Course Home | Assignments | Computing Resources | Data Sets | Lab Hours/Tutoring | Python | Schedule | Submit

Saint Louis University

Computer Science 1020
Introduction to Computer Science: Bioinformatics

Michael Goldwasser

Spring 2018

Computer Science Department

Lab 01

Topic: Python Warmup
Techniques: Use of Python strings
Reading: lecture notes
Collaboration Policy: The lab should be completed working in pairs
Submission Deadline:    3:00pm Wednesday, 24 January 2018

Overview

For this lab, we will rely on the guinea pig mDNA as our test sequence.
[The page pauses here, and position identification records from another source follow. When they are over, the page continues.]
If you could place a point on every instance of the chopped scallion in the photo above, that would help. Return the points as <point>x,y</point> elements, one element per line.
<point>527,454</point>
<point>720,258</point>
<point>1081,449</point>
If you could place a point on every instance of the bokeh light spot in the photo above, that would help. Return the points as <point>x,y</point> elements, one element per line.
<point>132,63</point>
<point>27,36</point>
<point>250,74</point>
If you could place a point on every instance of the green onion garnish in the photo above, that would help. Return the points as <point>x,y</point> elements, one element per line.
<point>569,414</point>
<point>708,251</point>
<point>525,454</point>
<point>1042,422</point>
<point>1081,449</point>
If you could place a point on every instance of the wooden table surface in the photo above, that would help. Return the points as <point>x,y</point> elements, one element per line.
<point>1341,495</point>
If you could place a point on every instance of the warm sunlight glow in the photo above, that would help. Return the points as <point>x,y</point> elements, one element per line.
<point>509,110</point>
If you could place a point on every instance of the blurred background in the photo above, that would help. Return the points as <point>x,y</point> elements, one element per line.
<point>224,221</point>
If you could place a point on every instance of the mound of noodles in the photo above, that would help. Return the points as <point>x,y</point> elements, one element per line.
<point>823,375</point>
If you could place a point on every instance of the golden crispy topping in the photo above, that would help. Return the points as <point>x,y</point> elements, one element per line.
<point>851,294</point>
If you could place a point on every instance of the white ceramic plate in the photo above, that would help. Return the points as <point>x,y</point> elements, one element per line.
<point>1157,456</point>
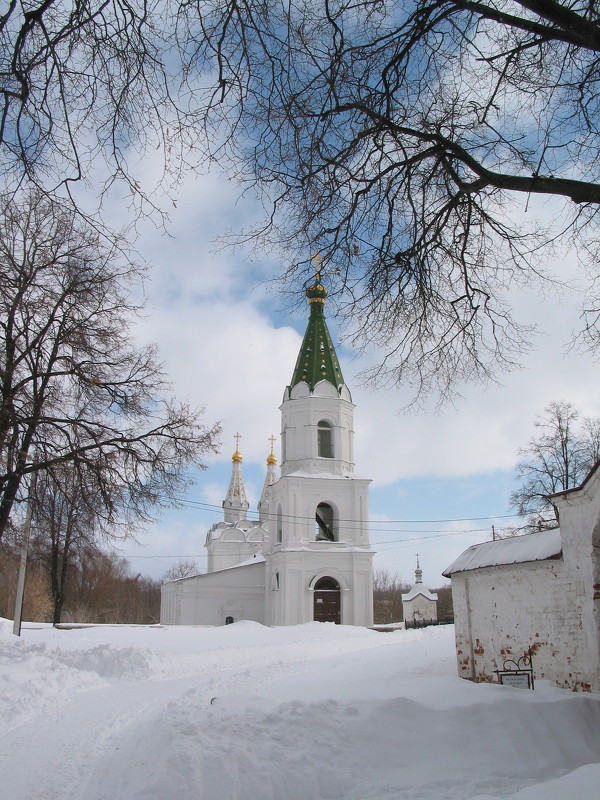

Please download and save the file guinea_pig.py to your own computer, or saved into your account on our department's computer system. This file effectively defines a single string, named dna, which is that sequence.

To receive full credit for this lab, you must answer at least 10 of the following questions, and explain briefly what python command(s) you used to determine the answer. (hardcopy of response sheet)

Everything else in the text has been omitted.